Spitsbergen by Elizabeth Davis

Yusuf, the sixty-something year-old tour driver, arrived before sunrise to collect me at the Hotel Atlas, the hotel named for the mountain range we’d tour, the mountain range named for the one who carried the wide world on his back. Beneath fading stars and indigo sky I followed Yusuf through the Old Medina alleys to the bus. He held my hand as we crossed a busy roundabout. We passed men wearing business suits and a woman selling coffee from a thermos, and I had some, but Yusuf didn’t. He seemed to be a man of kindness.

We tourists, strangers to each other, left Marrakech in a fifteen seater-charter bus for the mountains and the Algerian Sahara, bound to spend three days sight-seeing and New Year’s Eve camping in the dunes. There were three couples: the Norwegians, the Italians, and the Spanish. The Norwegians were the best prepared and changed their socks often; the Italians wore trendy, matching ski outfits; and the Spanish seemed underprepared for everything and wore Converse sneakers and hoodies. The Spanish man was named Pictor.

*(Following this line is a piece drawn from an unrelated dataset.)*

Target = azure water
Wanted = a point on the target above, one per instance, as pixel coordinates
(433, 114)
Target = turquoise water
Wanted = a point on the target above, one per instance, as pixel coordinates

“Like Victor, but with a P,” he said.

“That would be a good name for a fencer,” I said.

I sat in the backseat next to the Norwegians, Dan and Nadira. What did they

do for fun during the winter? I wondered.

“I come home at three every day,” Dan said, and he rowed his arms, as if they

were attached to ski poles. “Do you always travel alone?” he asked.

             “Always,” I said. And I asked Pictor his opinion on the likelihood of holiday fireworks in the desert.

I’d spent the New Year’s before with my ex-husband Steven at a fancy East Village party. I’d worn a black-beaded two-piece dress with a Paris label. I remembered less about how I felt, and more about how I looked, how we looked. I spent a lot of money on my outfit for that night. Maybe because I thought if I could make my body look like a nice place to live, it would become a nice place to live. He had kissed me at midnight and pressed my cheek with his hand and had said, You’re so happy, you’re so happy.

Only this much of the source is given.